|
|
|
|
|
by melony
1583 days ago
|
|
It is interesting that recursion is still considered to be so novel on blogs and forums. From what I have seen of current CS curriculums, recursion is usually taught in the first year immediately after introductory CS. It is almost impossible not to use recursion when dealing with tree structures (using an explicit stack takes a lot more code, most coding interviews don't ask for an iterative solution unless absolutely necessary). |
|
Few languages offer tail-call optimization. If we look at popularity of languages, then the likelihood any particular solution is going to end up in such a language is vanishingly small. For the remaining languages, fitting into the stack depth is easy to get wrong. It's easy to end up in an infinite loop that ends in an obscure error with a confusing, verbose, needle-in-hay-stack stack frame that over complicates debugging.
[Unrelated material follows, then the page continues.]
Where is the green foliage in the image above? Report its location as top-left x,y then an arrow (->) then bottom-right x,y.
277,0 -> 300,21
And frankly, lots of programmers don't have a good handle on it, even the ones who studied CS in college, so asking them to maintain recursive code written by someone else usually ends pretty poorly.
So when we consider that, actually, no, it's not true that using an explicit stack takes "a lot more code" (it's like, three extra lines), recursion starts to look more and more like a code smell, a smell indicating the originating programmer is more a temporarily-embarrassed mathematician than an engineer.
To be clear, I have no problems conceiving of and implementing recursive solutions to problems. But every single one of my recursive solutions has eventually failed to survive contact with real life data. It might be next week when the code goes to production or it might be a year from now when the data processing needs grow, but I've eventually replaced them all.
I'm not the only one with this opinion. Many safety regulations covering vehicles from cars to spacecraft explicitly ban recursion because of these issues. We need to just stop with the fetishising of math in software development.